This article is adapted from AQ’s print issue on piracy
Sometimes governments act to stop piracy. Sometimes they don’t. Here are two stories that show very different outcomes.
The Tennis Shoe King
From selling knockoffs to buying judges
El Rey del Tenis, the Tennis Shoe King, is one of those nicknames that’s guaranteed to get a reaction in any room in Guatemala. It belongs to Roberto López Villatoro, a lawyer and entrepreneur famous for having great political influence, especially in the justice system. However, he didn’t get that nickname in a courtroom.
The Tennis Shoe King started his career in the early 1990s selling shoes out of the trunk of his car while he was in law school. López Villatoro told InsightCrime he didn’t ask any questions from his supplier at the time, but soon he was importing knockoffs directly from China, through Panama, at $5 apiece. In interviews, he justified his business saying the shoes were “not falsified, (but) replicas.”
By 1999 sales were up to 10 million pairs a year. López Villatoro registered the brand Payless Pague Menos, a U.S. retailer, as his own chain, and sold Nikes and $7 Gucci sandals. The real Payless registered its brand in the country in 2001 and sued him, as did sneaker brands Vans and Fila, but no criminal charges were filed.
Even the government was a customer. In the last decade, he has sold boots to the army, sports apparel to the Ministry of Education, and many other Chinese imports to several administrations.
His demise came not from his shoe business but from his growing influence in Guatemala’s courts. López Villatoro became known as a kingmaker in the justice system and was arrested in February 2018 following an investigation by CICIG — a UN anti-corruption body — for giving an apartment as a gift to a judge and trying to influence the election of magistrates. As of press time López Villatoro, who denies any wrong-doing, was standing trial.
Too Good to Be True
Broadcast rights to sporting events are among the most sought-after, and expensive, entertainment deals. One guy thought they were free.

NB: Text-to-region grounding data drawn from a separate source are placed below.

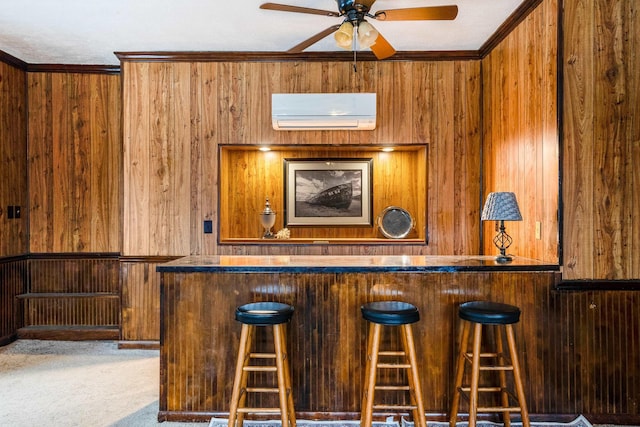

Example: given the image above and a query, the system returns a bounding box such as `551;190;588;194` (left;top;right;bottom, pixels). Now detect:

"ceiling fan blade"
369;32;396;60
260;2;340;17
287;24;342;53
359;0;378;9
374;5;458;21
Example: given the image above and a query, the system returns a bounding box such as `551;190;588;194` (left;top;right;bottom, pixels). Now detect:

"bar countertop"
156;255;559;273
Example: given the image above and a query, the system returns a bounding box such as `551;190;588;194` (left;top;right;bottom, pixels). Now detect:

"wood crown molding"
478;0;544;57
0;49;28;70
115;50;481;63
25;64;121;74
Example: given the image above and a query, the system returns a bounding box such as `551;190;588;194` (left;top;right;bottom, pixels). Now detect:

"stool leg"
361;322;382;427
279;326;296;427
449;321;470;427
273;324;294;427
468;323;483;427
494;326;511;427
505;325;530;427
228;324;253;427
401;324;427;427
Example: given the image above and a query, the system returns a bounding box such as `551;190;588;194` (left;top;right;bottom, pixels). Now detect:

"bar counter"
157;255;560;422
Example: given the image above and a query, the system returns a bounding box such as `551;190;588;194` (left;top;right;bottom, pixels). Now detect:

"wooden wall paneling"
375;62;395;145
541;0;560;260
453;60;482;254
428;61;456;254
0;259;26;344
27;73;54;252
482;0;559;263
190;63;205;256
171;63;192;255
0;61;27;257
391;62;414;144
630;0;640;279
148;64;170;255
51;73;73;251
28;72;121;253
562;0;595;278
189;62;222;256
120;261;161;342
593;0;627;279
123;62;151;256
121;59;482;257
563;0;639;280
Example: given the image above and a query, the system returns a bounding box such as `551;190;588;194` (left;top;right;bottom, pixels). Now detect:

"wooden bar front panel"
159;270;562;420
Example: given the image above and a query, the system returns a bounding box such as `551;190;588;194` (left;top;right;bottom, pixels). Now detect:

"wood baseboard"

Imagine paying $19.99 a month to stream every major sports event in the world: UEFA Champions League games, Formula One races, tennis grand slams, golf masters, NBA, NFL, Copa Libertadores, the Olympics, and so on. This almost happened: It was called Sportflix, and was the Netflix of sports. The service offered users the ability to stream every single game from any corner of the globe for less than $20, or $29.99 if you wanted to access the service on several screens at once.
Sportflix was based in Mexico City and its founder, Argentine Matías Said, went on a media blitz, talking on sports shows across the region to hype it up. Newspapers covered the story. Users would never have to miss another Real Madrid vs. Barcelona clásico. More than 600,000 people signed up in just a few weeks. However, Said never explained — and few asked — whether his company had rights or any deals with the networks that own the broadcast rights to the games.
FoxSports Latin America was the first to raise a red flag, saying they didn’t have any deal with Sportflix. Said never went into details about the business model, but in interviews said networks usually had rights to broadcast on television but didn’t have digital rights. He was wrong.
Prior to Sportflix’s launch day in August 2017, television industry companies had filed a lawsuit and convinced the Mexican government to shut the operation down before it could get off the ground. Mexican authorities were efficient in avoiding a multibillion-dollar piracy scheme, but the company kept the credit card data of the 600,000 people who had signed up.